Auto component makers gearing up for likely disruption from EV mobility

Over the past two years, the din around India’s ambitious plan to convert itself into an all-electric vehicle market by 2030 has been growing louder. Manufacturers of engine and transmission parts, who would be at the centre of the disruption, aren't worried, however. These companies account for more than half the $43.5 billion revenue of India’s auto component industry, according to Auto Component Manufacturers Association of India (Acma), the lobby for auto parts makers.

Even as these companies are looking to diversify into non-engine parts, scouting for acquisitions to stay relevant in the newly emerging eco-system, they are confident that internal combustion engine (ICE) is here to stay at least for a decade and half, if not more. To be sure, meeting the BS-VI emission norms, which kick off on April 1, 2020, is on top of their priority list.

Take the case of Shriram Pistons & Rings (SPR), one of the largest manufacturers of engine aggregates and parts, that counts almost every other automaker as its client. The company draws two-thirds of its revenue from engine related parts in the personal mobility space. As part of a risk mitigation strategy, SPR plans to strengthen presence in off-highway applications, tractors and such like, which are expected to be insulated from electric mobility. It is also stepping up presence in the aftermarket segments in India and abroad, says Ashok Taneja, managing director and chief executive at the firm. The company is also working towards diversifying into non-ICE parts and tapping into new areas, including braking and light-weighting by way of acquisition.

Others have a similar approach. “I think there will be lot of space for ICE for many years to come,” says Tarang Jain, managing director at Aurangabad-based Varroc Group, which makes lighting systems among other auto parts. Jain points out that transition has been slow even in most of the developed markets. However, he doesn’t want to be caught off-guard. His company, which draws a third of revenue from engine and emission parts, is working on the electronic motor side of the powertrain.
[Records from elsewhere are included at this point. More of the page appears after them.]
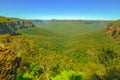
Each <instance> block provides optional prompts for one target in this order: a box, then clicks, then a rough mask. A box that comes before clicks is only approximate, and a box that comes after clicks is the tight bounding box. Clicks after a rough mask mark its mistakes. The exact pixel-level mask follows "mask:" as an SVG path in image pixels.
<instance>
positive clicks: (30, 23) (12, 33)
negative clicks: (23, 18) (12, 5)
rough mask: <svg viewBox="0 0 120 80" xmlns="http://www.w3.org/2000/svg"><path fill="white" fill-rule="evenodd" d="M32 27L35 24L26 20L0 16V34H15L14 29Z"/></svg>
mask: <svg viewBox="0 0 120 80" xmlns="http://www.w3.org/2000/svg"><path fill="white" fill-rule="evenodd" d="M32 27H35V25H34V24H33V23H32V22H30V21H28V20H23V19H18V18H7V17H3V16H0V34H10V35H16V34H17V32H16V30H19V29H23V28H32Z"/></svg>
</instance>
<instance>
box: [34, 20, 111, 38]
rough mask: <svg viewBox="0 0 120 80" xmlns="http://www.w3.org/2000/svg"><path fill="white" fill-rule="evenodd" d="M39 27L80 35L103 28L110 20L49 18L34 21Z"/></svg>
mask: <svg viewBox="0 0 120 80" xmlns="http://www.w3.org/2000/svg"><path fill="white" fill-rule="evenodd" d="M32 22H33V23H34V24H35V25H36V26H37V27H42V28H44V29H47V30H51V31H55V32H59V33H62V34H66V35H72V36H73V35H79V34H84V33H87V32H95V31H99V30H103V29H105V28H106V25H107V24H108V23H109V22H110V21H92V20H49V21H42V22H41V20H40V22H39V21H38V20H37V21H32Z"/></svg>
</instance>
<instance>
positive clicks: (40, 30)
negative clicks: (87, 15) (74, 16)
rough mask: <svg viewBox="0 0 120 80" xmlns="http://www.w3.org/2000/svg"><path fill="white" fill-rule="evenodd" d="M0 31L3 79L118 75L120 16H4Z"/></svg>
mask: <svg viewBox="0 0 120 80" xmlns="http://www.w3.org/2000/svg"><path fill="white" fill-rule="evenodd" d="M11 32H12V33H14V34H12V33H11ZM0 33H1V34H0V80H120V20H118V21H92V20H66V21H65V20H48V21H47V20H46V21H44V20H43V21H42V20H32V21H31V20H23V19H17V18H6V17H0Z"/></svg>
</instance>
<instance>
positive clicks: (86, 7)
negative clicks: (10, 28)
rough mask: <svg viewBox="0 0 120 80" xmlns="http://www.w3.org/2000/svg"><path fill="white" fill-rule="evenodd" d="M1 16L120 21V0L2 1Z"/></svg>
mask: <svg viewBox="0 0 120 80" xmlns="http://www.w3.org/2000/svg"><path fill="white" fill-rule="evenodd" d="M0 15H1V16H7V17H18V18H25V19H92V20H117V19H120V0H0Z"/></svg>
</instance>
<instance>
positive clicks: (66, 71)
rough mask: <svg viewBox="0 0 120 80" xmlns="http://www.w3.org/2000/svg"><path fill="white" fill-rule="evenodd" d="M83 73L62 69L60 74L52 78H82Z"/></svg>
mask: <svg viewBox="0 0 120 80" xmlns="http://www.w3.org/2000/svg"><path fill="white" fill-rule="evenodd" d="M82 77H83V74H82V73H80V72H79V73H77V74H76V73H75V72H73V71H68V72H67V71H63V72H61V74H60V75H57V76H56V77H55V78H52V80H82Z"/></svg>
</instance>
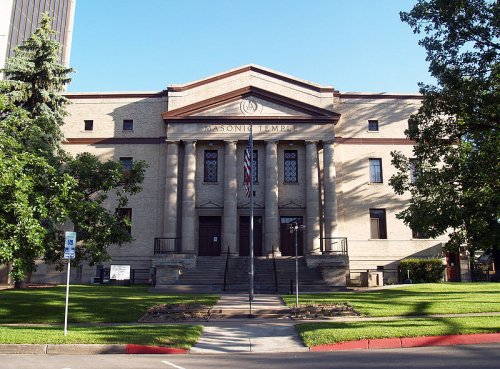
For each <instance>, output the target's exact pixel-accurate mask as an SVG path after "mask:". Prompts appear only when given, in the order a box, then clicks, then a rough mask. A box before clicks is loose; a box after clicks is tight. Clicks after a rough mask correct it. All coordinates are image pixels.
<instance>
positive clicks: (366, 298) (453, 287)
mask: <svg viewBox="0 0 500 369" xmlns="http://www.w3.org/2000/svg"><path fill="white" fill-rule="evenodd" d="M282 297H283V300H284V301H285V303H286V304H287V305H288V306H295V296H294V295H283V296H282ZM299 297H300V300H299V303H300V304H301V305H309V304H331V303H347V304H349V305H351V306H352V307H353V308H354V309H355V310H356V311H357V312H359V313H361V314H363V315H367V316H373V317H382V316H396V315H428V314H454V313H458V314H459V313H483V312H500V284H499V283H429V284H415V285H408V286H404V287H398V288H393V289H386V290H378V291H368V292H336V293H315V294H309V293H304V294H301V295H299Z"/></svg>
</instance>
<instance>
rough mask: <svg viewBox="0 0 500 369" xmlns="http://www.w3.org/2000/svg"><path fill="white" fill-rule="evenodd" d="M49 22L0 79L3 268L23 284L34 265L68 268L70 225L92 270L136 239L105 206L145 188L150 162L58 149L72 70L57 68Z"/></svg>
mask: <svg viewBox="0 0 500 369" xmlns="http://www.w3.org/2000/svg"><path fill="white" fill-rule="evenodd" d="M51 21H52V20H51V18H49V17H48V16H47V15H44V16H43V17H42V21H41V26H40V28H38V29H37V30H36V31H35V33H34V34H33V35H32V36H31V37H30V38H29V39H28V40H26V41H25V42H24V43H23V44H22V45H20V46H18V47H17V48H16V49H15V56H14V58H13V59H11V60H8V61H7V63H6V68H5V69H4V70H3V72H4V74H5V76H6V77H7V78H8V79H7V80H6V81H0V92H1V93H0V200H1V201H0V263H7V264H9V265H10V266H11V276H12V277H13V279H14V280H15V281H22V280H23V279H24V278H26V277H28V278H29V276H30V274H31V273H32V272H33V271H34V270H35V262H36V260H40V259H41V260H44V261H45V262H47V263H52V264H56V266H58V267H60V268H62V267H63V266H64V262H63V261H64V260H63V259H62V258H63V248H64V237H63V234H62V231H61V225H62V224H63V223H65V222H67V221H70V222H72V223H73V224H74V226H75V228H76V229H75V230H76V231H77V232H78V240H79V242H78V244H77V249H76V251H77V258H76V259H75V261H74V262H75V263H79V262H81V261H83V260H87V261H89V262H90V263H91V264H92V263H96V262H101V261H104V260H106V259H108V258H109V256H108V254H107V252H106V249H107V247H109V246H110V245H111V244H118V245H121V244H123V243H125V242H130V241H131V240H132V238H131V236H130V234H129V233H128V232H127V231H126V229H124V226H126V225H127V223H128V220H124V219H121V217H120V216H119V215H118V214H115V212H114V211H109V210H107V209H105V208H104V207H103V202H104V200H106V198H107V197H108V196H109V194H113V195H114V196H115V197H116V199H117V204H118V207H122V206H125V205H126V204H127V201H128V197H127V195H131V194H135V193H137V192H139V191H140V190H141V187H140V184H141V183H142V181H143V178H144V171H145V168H146V164H145V163H144V162H141V161H138V162H134V163H133V166H132V170H131V171H130V172H124V171H123V169H122V167H121V164H120V163H118V162H113V161H108V162H106V163H101V162H100V161H99V160H98V158H97V157H95V156H94V155H91V154H82V155H78V156H77V157H75V158H72V157H71V156H69V155H68V154H67V153H65V152H64V150H63V149H62V146H61V141H62V138H63V137H62V131H61V126H62V125H63V124H64V117H65V116H66V115H67V113H66V111H65V106H66V105H67V104H68V100H67V99H66V98H65V97H64V96H62V95H61V94H60V93H61V91H62V90H63V89H64V86H65V85H66V84H67V83H69V81H70V78H69V77H68V73H70V72H71V71H72V69H71V68H65V67H63V66H62V65H60V64H59V58H58V56H59V47H60V46H59V44H58V43H57V42H55V41H54V40H52V39H51V35H53V33H54V31H53V30H52V29H51Z"/></svg>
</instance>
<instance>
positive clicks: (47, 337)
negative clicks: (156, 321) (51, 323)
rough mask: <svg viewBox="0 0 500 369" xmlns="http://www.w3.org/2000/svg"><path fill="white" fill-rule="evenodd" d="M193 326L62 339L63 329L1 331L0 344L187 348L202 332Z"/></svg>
mask: <svg viewBox="0 0 500 369" xmlns="http://www.w3.org/2000/svg"><path fill="white" fill-rule="evenodd" d="M202 328H203V327H201V326H193V325H177V326H175V325H142V324H140V325H133V326H106V327H103V326H100V327H82V326H78V327H71V326H70V327H69V329H68V335H67V336H64V332H63V328H62V327H21V326H9V327H0V343H8V344H14V343H27V344H35V343H38V344H49V343H50V344H69V343H77V344H83V343H88V344H97V343H101V344H125V343H134V344H139V345H154V346H167V347H178V348H190V347H191V346H193V345H194V344H195V343H196V341H197V340H198V338H199V337H200V335H201V332H202Z"/></svg>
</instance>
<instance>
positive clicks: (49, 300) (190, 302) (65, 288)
mask: <svg viewBox="0 0 500 369" xmlns="http://www.w3.org/2000/svg"><path fill="white" fill-rule="evenodd" d="M65 296H66V286H58V287H51V288H38V289H26V290H2V291H0V324H5V323H62V322H64V304H65ZM218 298H219V296H217V295H188V294H186V295H170V294H154V293H149V292H148V288H147V287H138V286H132V287H117V286H90V285H78V286H70V295H69V314H68V320H69V321H70V322H78V323H102V322H117V323H119V322H135V321H137V320H138V319H139V318H140V317H141V316H143V315H144V314H145V313H146V311H147V309H148V308H150V307H151V306H154V305H157V304H167V303H172V304H176V303H200V304H206V305H214V304H215V303H216V302H217V300H218Z"/></svg>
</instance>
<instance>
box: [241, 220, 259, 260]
mask: <svg viewBox="0 0 500 369" xmlns="http://www.w3.org/2000/svg"><path fill="white" fill-rule="evenodd" d="M249 245H250V217H240V256H249V255H250V247H249ZM253 254H254V256H262V217H255V216H254V217H253Z"/></svg>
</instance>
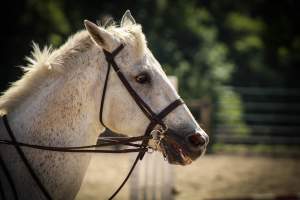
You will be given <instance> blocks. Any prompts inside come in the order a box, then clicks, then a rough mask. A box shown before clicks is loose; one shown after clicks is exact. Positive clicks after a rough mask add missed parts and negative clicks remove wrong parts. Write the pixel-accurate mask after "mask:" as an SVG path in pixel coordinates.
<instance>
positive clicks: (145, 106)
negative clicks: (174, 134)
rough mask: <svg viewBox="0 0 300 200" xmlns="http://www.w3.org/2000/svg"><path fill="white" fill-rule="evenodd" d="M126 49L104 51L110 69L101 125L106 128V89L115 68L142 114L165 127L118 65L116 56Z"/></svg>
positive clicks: (103, 88) (150, 120)
mask: <svg viewBox="0 0 300 200" xmlns="http://www.w3.org/2000/svg"><path fill="white" fill-rule="evenodd" d="M123 48H124V45H123V44H121V45H120V46H119V47H118V48H116V49H115V50H114V51H113V52H112V53H110V52H108V51H106V50H103V52H104V55H105V59H106V61H107V65H108V69H107V73H106V77H105V82H104V87H103V92H102V99H101V105H100V122H101V124H102V125H103V126H104V127H106V126H105V124H104V123H103V108H104V101H105V95H106V89H107V83H108V79H109V74H110V68H111V66H112V67H113V69H114V71H115V72H116V74H117V76H118V77H119V79H120V80H121V82H122V83H123V85H124V86H125V88H126V89H127V91H128V92H129V94H130V95H131V96H132V98H133V99H134V101H135V102H136V104H137V105H138V106H139V108H140V109H141V110H142V112H143V113H144V114H145V115H146V117H147V118H148V119H149V120H150V121H151V122H155V123H157V124H160V125H161V126H164V123H163V122H162V121H161V120H160V119H158V118H157V117H156V114H155V112H153V111H152V109H151V108H150V107H149V106H148V105H147V104H146V103H145V102H144V100H143V99H142V98H141V97H140V96H139V95H138V94H137V93H136V91H135V90H134V89H133V88H132V87H131V85H130V84H129V82H128V81H127V79H126V78H125V76H124V74H123V73H122V72H121V71H120V68H119V67H118V65H117V64H116V62H115V60H114V58H115V56H116V55H117V54H118V53H119V52H120V51H121V50H122V49H123Z"/></svg>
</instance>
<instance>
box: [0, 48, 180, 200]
mask: <svg viewBox="0 0 300 200" xmlns="http://www.w3.org/2000/svg"><path fill="white" fill-rule="evenodd" d="M123 48H124V45H120V46H119V47H118V48H116V49H115V50H114V51H113V52H111V53H110V52H108V51H106V50H103V52H104V55H105V58H106V61H107V63H108V64H107V66H108V67H107V72H106V76H105V81H104V86H103V92H102V97H101V104H100V113H99V119H100V122H101V124H102V125H103V126H104V127H106V126H105V124H104V123H103V108H104V102H105V95H106V90H107V84H108V80H109V74H110V69H111V66H112V67H113V69H114V71H115V72H116V74H117V75H118V77H119V79H120V80H121V82H122V83H123V85H124V86H125V87H126V89H127V91H128V92H129V94H130V95H131V96H132V98H133V99H134V101H135V102H136V104H137V105H138V106H139V108H140V109H141V110H142V112H143V113H144V114H145V115H146V116H147V118H148V119H149V120H150V123H149V125H148V127H147V129H146V131H145V134H144V135H143V136H138V137H125V138H102V139H100V143H98V144H97V145H88V146H76V147H53V146H42V145H33V144H27V143H22V142H17V141H16V139H15V138H14V136H13V133H12V131H11V129H10V127H9V124H8V121H7V119H6V116H4V117H3V119H4V122H5V124H6V129H7V130H8V132H9V133H10V135H11V138H12V141H8V140H0V144H4V145H13V146H15V147H16V149H17V150H18V153H19V155H20V156H21V157H22V159H23V162H24V163H25V165H26V166H27V168H28V170H29V171H30V173H31V174H32V177H33V178H34V179H35V181H36V182H37V184H38V185H39V187H40V189H41V190H42V191H43V193H44V195H45V197H46V198H47V199H51V196H50V195H49V194H48V192H47V191H46V190H45V188H44V186H43V185H42V184H41V182H40V181H39V179H38V177H37V176H36V175H35V173H34V171H33V169H32V168H31V166H30V164H29V163H28V161H27V159H26V157H25V159H24V153H23V151H22V149H21V148H20V147H27V148H34V149H40V150H47V151H57V152H72V153H130V152H139V154H138V155H137V157H136V159H135V161H134V163H133V165H132V167H131V169H130V171H129V173H128V174H127V176H126V177H125V179H124V181H123V182H122V184H121V185H120V186H119V187H118V189H117V190H116V191H115V192H114V193H113V195H112V196H111V197H110V198H109V199H112V198H114V197H115V196H116V195H117V194H118V192H119V191H120V190H121V189H122V187H123V186H124V185H125V183H126V182H127V180H128V178H129V177H130V175H131V173H132V172H133V170H134V168H135V166H136V165H137V162H138V161H139V160H141V159H143V157H144V155H145V153H146V152H147V150H148V142H149V140H150V139H151V138H152V137H151V131H152V130H154V128H155V126H157V125H161V126H162V128H163V129H166V128H167V127H166V125H165V124H164V122H163V119H164V118H165V117H166V116H167V115H168V114H169V113H170V112H172V111H173V110H174V109H176V108H177V107H178V106H180V105H182V104H184V102H183V100H182V99H177V100H175V101H173V102H172V103H171V104H170V105H168V106H167V107H166V108H164V109H163V110H162V111H161V112H160V113H158V114H155V112H154V111H153V110H152V109H151V108H150V106H148V104H146V102H144V100H143V99H142V98H141V97H140V96H139V95H138V94H137V92H136V91H135V90H134V89H133V88H132V87H131V85H130V83H129V82H128V81H127V79H126V77H125V76H124V74H123V73H122V72H121V70H120V68H119V67H118V65H117V64H116V62H115V60H114V58H115V56H116V55H117V54H118V53H119V52H120V51H121V50H122V49H123ZM137 141H142V143H141V144H135V143H133V142H137ZM120 144H121V145H127V146H133V147H136V148H131V149H121V150H99V149H91V148H97V147H103V146H112V145H120Z"/></svg>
Varroc is also looking for a collaboration with start-ups, and at acquisitions to tap into the EV space, but is not in a rush. “My immediate priority is BS-VI, he says.

The government's announcement on electric mobility has served as a huge distraction for an industry that has left no stone unturned to switch to world’s strictest emission norms, says Vinnie Mehta, director general at ACMA. Automobile and auto parts makers, and oil refiners are estimated to fork out anything between Rs 700 billion and Rs 900 billion as a run up to leapfrogging from BS-IV to BS-VI emission norms.  

Some see the disruption ahead to reposition themselves. One such is Greaves Cotton, a 160-year-old engine manufacturer that counts most of the automakers in the commercial vehicle space as its customers. “Greaves is transforming itself from an engine company to a powertrain fuel-agnostic solution and services company,” says managing director and chief executive, Nagesh A Basavanhalli.  As part of the larger plan, besides upgrading its engines to BS-VI and bringing technologies like CNG that claim to be at least 30 per cent more fuel-efficient, Greaves is working with partners on hybrids and electric.

SPR’s Taneja asserts that while his firm is not holding back any investment, it is a lot more cautious and trying to not set up greenfield plants. It is instead optimising production at existing plants. “While we look for other opportunities, we have to invest a lot in BS-VI and that’s not the end of story as the advance fuel emission norms will require further investments. “Clearly, we have to do some tight-rope walking," he says.

With companies being cautious on fresh investments in ICE-related parts, the demand is going to outpace supply, says F R Singhvi, joint managing director at Bengaluru-based engine parts maker Sansera Engineering. With so much talk around EVs, no new company is going to invest in a new engine parts unit. This will result in the number of suppliers coming down and capacities will shrink. This will be a positive for existing suppliers like Sansera, he says.  “We are in a good situation for the next 15 years,” asserts Singhvi, adding that Sansera will consider investment in EVs only after it reaches critical mass. It doesn’t take long to forge collaborations or buy out a start-up, he feels.

Even as mass adoption of EVs will be slow in India, traditional powertrain component suppliers “must act now, or else risk losing the opportunity to Chinese suppliers,” says Wilfried Aulbur, senior partner, Roland Berger. Indian companies need to acquire technology inorganically, reach global markets swiftly and demonstrate capabilities to global and local automakers, he says.